Materials and Methods

cDNA Library Construction

Blood-engorged adult female An. funestus mosquitoes were collected inside houses from Niono, Mali. The progeny of these females, approximately 50 individuals including larvae, pupae, and adult males and females, were used to construct a cDNA library representative of multiple developmental stages. From total RNA isolated with Trizol (Molecular Research Center, Inc), mRNA was extracted using the PolyATract mRNA Isolation System (Promega) and converted to cDNA based on the SMART cDNA library construction kit (Clontech, Palo Alto, CA). First-strand cDNA synthesis was carried out at 42°C for 1 h using Superscript II Reverse Transcriptase (Life Science Technology, MD) with a modified oligo (dT) primer, CDS III (3′) containing a Sfi IB restriction site, and an additional primer (SMART III) that adds an Sfi IA restriction site at the 5′ end of the cDNA for directional cloning. Second-strand synthesis was conducted in the presence of both primers using Advantage 2 Polymerase Mix (Clontech), under the following PCR conditions: 95°C for 20 s, followed by 22 cycles of 95°C for 5 s and 68°C for 6 min, concluding at 72°C for 10 min. Following proteinase K digestion and phenol:chloroform extraction, the amplified cDNAs were digested with Sfi I at 50°C for 2 h and size fractionated using CHROMA SPIN-400 columns (Clontech). Fractions containing cDNAs longer than 500 bp, as judged by 1% agarose gel electrophoresis, were pooled, ethanol precipitated, and ligated into λTripIEx2 (Clontech). Ligation mixtures were packaged using Gigapack III Gold Packaging Extract (Stratagene, La Jolla, CA) and incubated with log phase E. coli XL1-Blue cells (Stratagene). Unamplified library titer was estimated at 1.4×106 independent clones.

cDNA library sequencing

A total of 3264 recombinant plaques were plugged and transferred into individual wells of a 96-well plate containing 100 µL of 2% chloroform/SM buffer (0.1 M NaCl, 0.01 M MgSO4, 0.05 M Tris-HCl pH 7.5, 0.01% gelatin). Following overnight elution, cDNA inserts were amplified in 25 µL PCR reactions containing 0.4 µL of phage suspension, 0.03 pmol each of 3′ and 5′ LD Amplimer primers (Life Technologies), 1X Taq Polymerase Buffer (Invitrogen), 3 mM MgCl2, 1 mM of each dNTP, and 0.2 U Taq Polymerase (Invitrogen). Amplification reactions were performed in 96-well plates on a Perkin-Elmer 9700 Thermocycler (Applied Biosystems, Foster City, CA) with an initial denaturation at 95°C for 5 min, followed by 25 cycles of 94°C for 30 s and 70°C for 2 min, and a final 68°C for 3 min. Eight random samples from each 96-well plate were analyzed on a 1% agarose gel to confirm the absence of contamination and visible primer-dimer, indicating that PCR products could be sequenced without further purification.

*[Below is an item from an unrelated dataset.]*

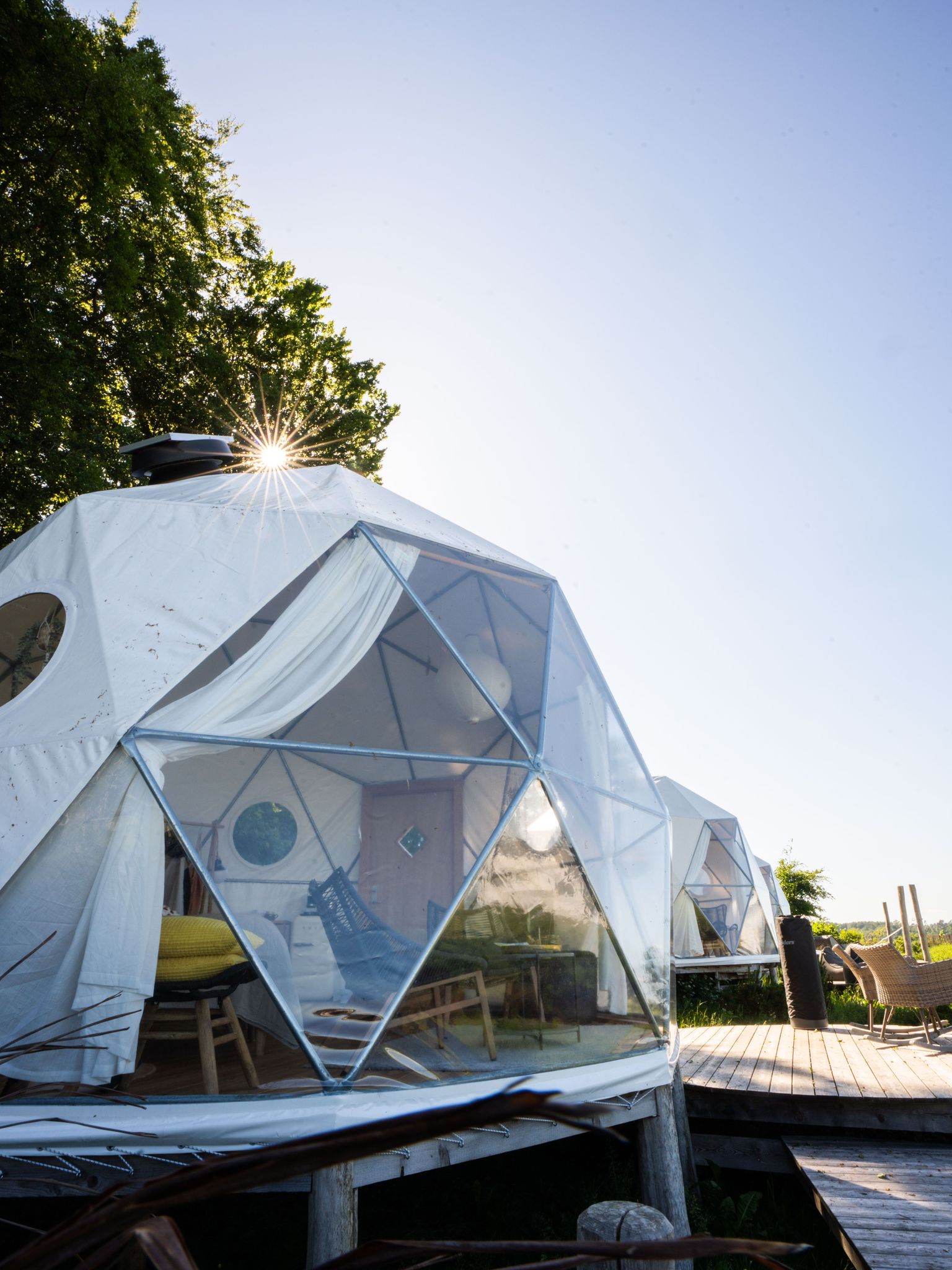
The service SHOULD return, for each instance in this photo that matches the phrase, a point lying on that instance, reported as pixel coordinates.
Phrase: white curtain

Sequence was determined from 0.7 µL PCR product and 7.4 pmol of the 5′ LD Amplimer primer using the ABI PRISM Big Dye Terminator 3.0 Cycle Sequencing kit (Applied Biosystems) and an ABI 3700 Sequencer. ABI trace files were acquired for 3020 of the 3264 sequenced clones. Sequences have been deposited into the dBEST database (GenBank) under accession numbers CD576727-CD578395 and CD664201-CD664267.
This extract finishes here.